I’ve said very little about all the fashion, but I’m sure there’s someone else out there who can focus on all that from what I can tell, what Emily Blunt wears does the best job at getting across the exaggeration. And it’s hard not to notice those reminders of how the world really has changed—disparaging references to people forced to work at Auto Universe and TV Guide now sound like people they’re probably lucky to have any magazine job at all.
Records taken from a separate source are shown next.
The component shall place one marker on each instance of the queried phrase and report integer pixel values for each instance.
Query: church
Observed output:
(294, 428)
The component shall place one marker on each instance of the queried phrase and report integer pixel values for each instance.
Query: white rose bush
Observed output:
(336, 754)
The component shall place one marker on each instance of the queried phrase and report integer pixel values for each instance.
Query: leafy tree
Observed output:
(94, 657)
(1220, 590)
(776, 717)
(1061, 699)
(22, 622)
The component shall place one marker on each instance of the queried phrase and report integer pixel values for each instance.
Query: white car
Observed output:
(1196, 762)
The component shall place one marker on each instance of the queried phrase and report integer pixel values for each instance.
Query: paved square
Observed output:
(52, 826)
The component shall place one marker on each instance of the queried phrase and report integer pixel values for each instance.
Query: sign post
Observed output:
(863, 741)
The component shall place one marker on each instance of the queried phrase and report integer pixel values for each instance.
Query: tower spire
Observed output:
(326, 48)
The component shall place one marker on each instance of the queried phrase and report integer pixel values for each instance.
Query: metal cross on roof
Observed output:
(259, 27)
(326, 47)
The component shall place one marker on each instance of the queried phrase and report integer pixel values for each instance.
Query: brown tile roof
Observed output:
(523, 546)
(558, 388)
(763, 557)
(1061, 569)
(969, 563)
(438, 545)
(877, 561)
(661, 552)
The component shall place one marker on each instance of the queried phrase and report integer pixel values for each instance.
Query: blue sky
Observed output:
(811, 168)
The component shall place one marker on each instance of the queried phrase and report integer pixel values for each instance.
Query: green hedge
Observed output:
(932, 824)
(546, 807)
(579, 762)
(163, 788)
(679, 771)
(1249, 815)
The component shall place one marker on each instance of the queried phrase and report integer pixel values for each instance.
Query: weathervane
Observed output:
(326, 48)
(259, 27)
But the world of the film is not so much the glossy New York I remember as it is a New York that I wish I remembered even if it is many years since I’ve been there now and, besides, that was so long ago that I’m not even sure if there’s any point in remembering it all. I’m perfectly ok with remembering a movie like this instead, since it’s a reminder that there aren’t enough like it these days (one I haven’t seen is David Frankel’s later HOPE SPRINGS which reunited him with Street). It goes down so easily that it doesn’t bother me that it never gets too believably dark Yes, there could have been a scene where Andy gets believably screamed at. I’m sure it’s happened in those offices before and it happened to me once at another entertainment news show I once worked at. I got over it. You shake these things off. You have to, while you wonder once again if you’ve become your job or if your job is just what you’re waiting for until the next thing. And while you try to figure that you walk off into the distance to go home at night, looking for a new day. Anyway, to steal a toast from the film, to jobs that pay the rent. That’s all.